LintasWarganet.com – 26 Juni 2026 | Istana Kepresidenan menegaskan bahwa setiap pihak yang memberikan dana atau dukungan finansial kepada aksi demonstrasi di Indonesia akan diproses secara hukum. Pernyataan ini disampaikan sebagai upaya menjaga ketertiban dan mencegah penyalahgunaan hak berkumpul.
Dalam pernyataannya, Presiden menekankan pentingnya menegakkan aturan yang melarang penggunaan uang untuk memobilisasi massa demi kepentingan politik atau kelompok tertentu. Kebijakan ini diharapkan dapat mencegah munculnya demonstrasi yang tidak beralasan dan mengganggu keamanan publik.
Prabowo Subianto, Ketua Umum Partai Gerakan Indonesia Raya (Gerindra), menambahkan bahwa demonstrasi yang dibiayai dapat menimbulkan risiko besar bagi stabilitas negara. Ia mengingatkan bahwa aksi-aksi semacam itu dapat memicu konflik, kerusuhan, serta merusak citra Indonesia di mata dunia.

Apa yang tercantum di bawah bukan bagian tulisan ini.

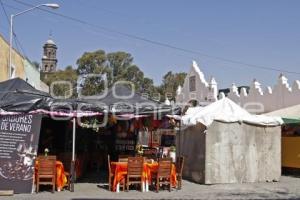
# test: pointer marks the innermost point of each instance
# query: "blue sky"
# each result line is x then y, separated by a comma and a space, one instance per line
259, 32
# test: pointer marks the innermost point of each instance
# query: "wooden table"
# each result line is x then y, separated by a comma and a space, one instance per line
61, 178
120, 171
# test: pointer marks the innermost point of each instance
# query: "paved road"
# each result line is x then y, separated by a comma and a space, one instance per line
287, 188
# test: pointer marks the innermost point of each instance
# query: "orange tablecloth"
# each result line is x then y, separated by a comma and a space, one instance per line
61, 178
120, 171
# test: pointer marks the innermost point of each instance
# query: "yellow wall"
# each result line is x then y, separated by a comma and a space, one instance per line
291, 152
17, 61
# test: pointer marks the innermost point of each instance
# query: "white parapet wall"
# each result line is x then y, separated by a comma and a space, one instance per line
196, 88
257, 100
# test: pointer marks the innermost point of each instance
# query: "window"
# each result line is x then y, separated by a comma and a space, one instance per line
192, 83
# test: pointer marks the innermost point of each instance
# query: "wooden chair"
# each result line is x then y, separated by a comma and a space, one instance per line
46, 173
66, 159
123, 158
163, 175
179, 169
110, 174
135, 171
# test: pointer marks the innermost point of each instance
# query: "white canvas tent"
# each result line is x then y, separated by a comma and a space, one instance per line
223, 143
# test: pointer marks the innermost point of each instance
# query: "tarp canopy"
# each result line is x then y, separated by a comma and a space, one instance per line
225, 110
19, 96
290, 115
16, 95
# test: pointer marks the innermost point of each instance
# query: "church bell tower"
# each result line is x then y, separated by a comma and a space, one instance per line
49, 60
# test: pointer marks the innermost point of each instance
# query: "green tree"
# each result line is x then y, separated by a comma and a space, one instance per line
170, 83
117, 66
92, 63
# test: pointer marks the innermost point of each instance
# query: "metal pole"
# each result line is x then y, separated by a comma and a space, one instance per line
10, 46
73, 156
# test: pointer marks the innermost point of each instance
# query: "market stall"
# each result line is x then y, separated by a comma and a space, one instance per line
290, 135
223, 143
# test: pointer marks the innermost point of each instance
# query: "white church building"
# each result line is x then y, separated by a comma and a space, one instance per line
257, 100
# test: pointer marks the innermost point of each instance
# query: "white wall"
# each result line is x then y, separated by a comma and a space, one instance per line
256, 101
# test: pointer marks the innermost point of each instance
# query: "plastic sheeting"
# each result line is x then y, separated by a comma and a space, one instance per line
225, 110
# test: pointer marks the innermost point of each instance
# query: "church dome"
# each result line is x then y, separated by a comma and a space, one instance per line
50, 41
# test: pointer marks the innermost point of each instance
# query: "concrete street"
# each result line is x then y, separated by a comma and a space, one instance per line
287, 188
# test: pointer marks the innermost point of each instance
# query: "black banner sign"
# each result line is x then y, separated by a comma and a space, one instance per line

Berikut poin-poin penting yang disampaikan oleh Istana dan pihak terkait:
- Setiap penyumbang dana demonstrasi akan diidentifikasi melalui penyelidikan kepolisian.
- Jika terbukti memberikan dana, pelaku dapat dijerat dengan Undang-Undang tentang Penghinaan, Penodaan, dan Penyebaran Kebencian serta UU tentang Keamanan Nasional.
- Penegakan hukum tidak memandang latar belakang politik, melainkan fokus pada tindakan pelanggaran hukum.
- Pemerintah akan memperkuat koordinasi antara aparat keamanan dan lembaga pengawas keuangan untuk mencegah aliran dana ilegal.
Langkah ini diharapkan dapat menegakkan rasa keadilan serta melindungi hak warga untuk menyampaikan aspirasi secara damai tanpa intervensi finansial yang merugikan kepentingan umum.